And trade is down by more than 15% for those still in business according to Chief Executive of the Convenience Stores and Newsagents Association.
Vincent Jennings said local shop owners are facing a huge uphill battle to keep their open signs up.
He warned the recession is taking its toll with the government, banks and wholesalers heaping more pressure on shopkeepers.
“Banks are withdrawing overdraft and loan facilities leaving some shop-owners unable to weather the economic storm.
“Suppliers are increasing their wholesale prices, which the retailer cannot pass on to hard-pressed customers,” he said.
Family-run and local shops are also facing the increasing threat of anti-social behaviour as well as an increase in shoplifting and hold-ups, he added.
He also urged local authorities not to see the local shop owner as a soft touch for easy revenue but to set ‘realistic rates and fair charges’.

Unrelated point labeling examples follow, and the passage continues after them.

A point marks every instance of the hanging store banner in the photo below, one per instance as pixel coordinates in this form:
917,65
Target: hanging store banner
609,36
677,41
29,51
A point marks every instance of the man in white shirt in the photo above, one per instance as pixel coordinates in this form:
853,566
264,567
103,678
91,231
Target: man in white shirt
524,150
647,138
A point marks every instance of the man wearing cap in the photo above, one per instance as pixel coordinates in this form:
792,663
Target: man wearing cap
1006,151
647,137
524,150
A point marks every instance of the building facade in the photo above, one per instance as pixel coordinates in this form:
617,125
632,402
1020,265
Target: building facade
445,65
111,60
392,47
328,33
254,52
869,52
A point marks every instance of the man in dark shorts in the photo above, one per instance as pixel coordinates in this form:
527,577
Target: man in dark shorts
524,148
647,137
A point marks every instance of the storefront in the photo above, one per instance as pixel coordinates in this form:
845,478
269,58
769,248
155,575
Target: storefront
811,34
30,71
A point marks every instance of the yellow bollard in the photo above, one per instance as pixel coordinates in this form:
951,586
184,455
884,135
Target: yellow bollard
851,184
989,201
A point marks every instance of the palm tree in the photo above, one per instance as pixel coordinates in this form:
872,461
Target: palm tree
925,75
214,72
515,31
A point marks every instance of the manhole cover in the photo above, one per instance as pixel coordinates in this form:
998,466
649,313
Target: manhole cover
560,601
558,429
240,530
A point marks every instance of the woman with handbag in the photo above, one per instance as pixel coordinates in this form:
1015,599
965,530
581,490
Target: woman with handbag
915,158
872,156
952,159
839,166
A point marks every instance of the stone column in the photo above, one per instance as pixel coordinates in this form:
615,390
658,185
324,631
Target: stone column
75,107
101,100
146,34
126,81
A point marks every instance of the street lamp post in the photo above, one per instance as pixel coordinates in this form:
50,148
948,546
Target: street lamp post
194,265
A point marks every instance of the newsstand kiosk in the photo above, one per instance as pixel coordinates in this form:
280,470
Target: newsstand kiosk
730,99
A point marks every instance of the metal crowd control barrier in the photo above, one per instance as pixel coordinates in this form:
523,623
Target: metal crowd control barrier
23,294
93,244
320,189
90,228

‘Our customers value the convenience of shopping in well appointed stores open at times and in locations that suit them.
“But the actions of the government, banks and wholesalers make it very hard for our members to survive without compromising on the value and service the shopper wants’, said Mr. Jennings.
Accountants and business advisers are meeting Donegal shop owners on a daily basis trying to work out business survival plans, he said.
He claimed government policy of implementing ‘excessive excises and VAT hikes’ is playing a major role in the sector’s dire difficulties.